Кое-кто может спросить: почему же и «первый сорт» и «второй» только ищут работы, нигде не задерживаются и все-таки не работают. Во-первых, многие находят работу и работают, но пусть каждый спросит себя самого: согласится ли он переехать на работу в другой город, если ему не дадут квартиры, подъемных, вагона для перевозки вещей, какой-нибудь пайковой карточки. Беспризорные не требуют ни подъемных, ни вагона, но квартирное довольствие и их интересует. Вся беда в том, что им не всегда удается договориться относительно квартиры и коммунальных услуг.
Коммунары-дзержинцы всегда предпочитали привлекать в свою коммуну только граждан «первого сорта». Поэтому они пополняли свои ряды, развивая агитацию в скорых поездах.
Но в Куряже преобладал не «первый сорт» и не «второй» даже, а «третий». В мире беспризорных, как и в мире ученых, «первого сорта» очень мало, немного больше «второго», а подавляющее большинство – «третий сорт»: подавляющее большинство никуда не бежит и ничего не ищет, а простодушно подставляет нежные лепестки своих детских душ организующему влиянию соцвоса.

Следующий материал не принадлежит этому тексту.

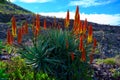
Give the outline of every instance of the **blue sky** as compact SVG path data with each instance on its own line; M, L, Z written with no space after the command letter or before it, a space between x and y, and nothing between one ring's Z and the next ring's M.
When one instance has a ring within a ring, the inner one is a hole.
M76 5L80 8L80 18L100 24L120 25L120 0L11 0L32 12L45 16L64 18L70 10L74 18Z

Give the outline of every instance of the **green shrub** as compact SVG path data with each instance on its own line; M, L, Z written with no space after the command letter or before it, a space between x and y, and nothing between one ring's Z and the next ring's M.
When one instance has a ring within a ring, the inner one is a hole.
M116 64L114 58L96 59L96 63L97 64L105 63L105 64L112 64L112 65Z
M69 44L66 47L66 43ZM28 65L32 65L34 73L43 71L57 79L91 79L91 69L87 61L81 61L81 52L78 49L79 39L76 39L70 31L50 29L34 38L33 45L21 44L19 53L26 59ZM88 47L85 47L88 48ZM87 49L89 52L89 49ZM71 60L71 53L75 60Z

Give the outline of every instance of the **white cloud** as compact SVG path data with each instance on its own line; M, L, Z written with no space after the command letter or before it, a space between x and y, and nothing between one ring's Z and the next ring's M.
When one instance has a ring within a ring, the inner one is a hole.
M45 2L50 2L52 0L20 0L20 1L25 3L34 3L34 2L45 3Z
M15 1L20 1L20 2L25 2L25 3L45 3L45 2L50 2L52 0L10 0L11 2Z
M105 5L111 3L113 0L77 0L70 1L69 6L82 6L82 7L90 7L90 6L98 6Z
M40 12L39 14L44 16L56 16L58 18L65 18L66 12ZM74 12L70 12L70 18L74 19ZM90 22L95 22L99 24L110 24L110 25L120 25L120 14L80 14L81 20L85 20L87 18Z

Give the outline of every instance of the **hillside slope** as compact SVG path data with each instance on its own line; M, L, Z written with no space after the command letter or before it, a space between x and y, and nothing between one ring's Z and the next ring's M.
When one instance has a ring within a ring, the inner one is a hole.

В Куряже я напоролся на основательную жилу именно «третьего сорта». Эти дети в своих коротких историях тоже насчитывают три-четыре детских дома или колонии, а то и гораздо больше, иногда даже до одиннадцати, но это уже результат не их стремлений к лучшему будущему, а наробразовских стремлений к творчеству, стремлений часто настолько туманных, что и самое опытное ухо неспособно бывает уловить нюансы различия между такими штуками, как реорганизация, глупости, уплотнение, головотяпство, разукрупнение, портачество, пополнение, свертывание, развертывание и идиотизм. В мою задачу не входит исследование о целях и задачах этого творчества, вероятно, какие-то цели и задачи бывали. И если эти цели и задачи состояли в том, чтобы окончательно сбить с толку и заморочить хороших нормальных детей, вконец деморализовать их, и лишить естественного права ребенка на постоянный свой коллектив, заменяющий семью, то необходимо признать, что эти цели были достигнуты. Большинство куряжан могли написать на своем знамени нечто из Данте: «Оставь надежду навсегда», ибо единственное, чего они могли ожидать в ближайшем будущем, – это очередная реорганизация.

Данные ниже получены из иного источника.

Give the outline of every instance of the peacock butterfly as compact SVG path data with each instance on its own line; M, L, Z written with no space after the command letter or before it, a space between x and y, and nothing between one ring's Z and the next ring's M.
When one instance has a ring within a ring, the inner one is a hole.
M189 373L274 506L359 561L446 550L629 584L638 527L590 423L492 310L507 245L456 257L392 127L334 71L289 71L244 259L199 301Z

А так как и я тоже прибыл в Куряж с реорганизаторскими намерениями, то и встретить меня должно было то самое безразличие, которое является единственной защитной позой каждого беспризорного против педагогических пасьянсов наробраза.

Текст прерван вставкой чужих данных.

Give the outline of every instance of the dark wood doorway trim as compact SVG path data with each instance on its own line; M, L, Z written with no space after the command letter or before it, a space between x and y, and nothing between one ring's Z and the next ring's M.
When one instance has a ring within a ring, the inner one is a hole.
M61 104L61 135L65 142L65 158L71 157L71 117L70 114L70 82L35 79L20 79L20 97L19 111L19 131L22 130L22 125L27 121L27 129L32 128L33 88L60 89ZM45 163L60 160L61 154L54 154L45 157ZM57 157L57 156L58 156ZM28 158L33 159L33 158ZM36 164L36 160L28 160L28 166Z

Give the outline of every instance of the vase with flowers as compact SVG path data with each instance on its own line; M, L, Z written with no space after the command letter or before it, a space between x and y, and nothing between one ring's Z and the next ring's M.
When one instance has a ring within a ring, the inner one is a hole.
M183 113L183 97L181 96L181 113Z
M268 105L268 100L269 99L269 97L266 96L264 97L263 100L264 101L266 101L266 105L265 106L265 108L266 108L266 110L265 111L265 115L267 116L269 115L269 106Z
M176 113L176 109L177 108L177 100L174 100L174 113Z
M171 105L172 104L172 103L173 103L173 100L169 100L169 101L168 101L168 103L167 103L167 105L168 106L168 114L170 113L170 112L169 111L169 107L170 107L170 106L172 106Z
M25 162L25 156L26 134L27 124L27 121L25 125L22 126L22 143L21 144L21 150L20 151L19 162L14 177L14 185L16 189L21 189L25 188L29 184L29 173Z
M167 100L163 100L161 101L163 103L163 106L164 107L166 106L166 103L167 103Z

Само собою разумеется, это тупое безразличие было в то же время и продуктом длительного воспитательного процесса и ему соответствовали многие, очень многие характеристические подробности. Черт возьми, человеческое существо все же чрезвычайно нежная штука, и наделать в нем всякой порчи очень нетрудно.
Большинство куряжан было в возрасте тринадцати-пятнадцати лет, но на их физиономиях уже успели крепко отпечататься разнообразные атавизмы. Прежде всего бросалось в глаза полное отсутствие у них чего бы то ни было социального, несмотря на то что с самого рождения они росли под знаком «социального воспитания». Первобытная растительная непосредственность сквозила в каждом их движении, но это не была непосредственность ребенка, прямодушно отзывающегося на все явления жизни. Никакой жизни они не знали. Их горизонты ограничивались списком пищевых продуктов, к которым они влеклись в сонном и угрюмом рефлексе. До жратвенного котла нужно было дорваться через толпу таких же зверенышей – вот и вся задача. Иногда она решалась более благополучно, иногда менее, маятник их личной жизни других колебаний не знал. Куряжане и крали в порядке непосредственного действия только те предметы, которые действительно плохо лежат или на которые инстинктивно набрасывалась вся их толпа. Воля этих детей давно была подавлена насилиями, тумаками и матюками старших, так называемых «глотов», богато расцветших на почве соцвосовского непротивления и «самодисциплины».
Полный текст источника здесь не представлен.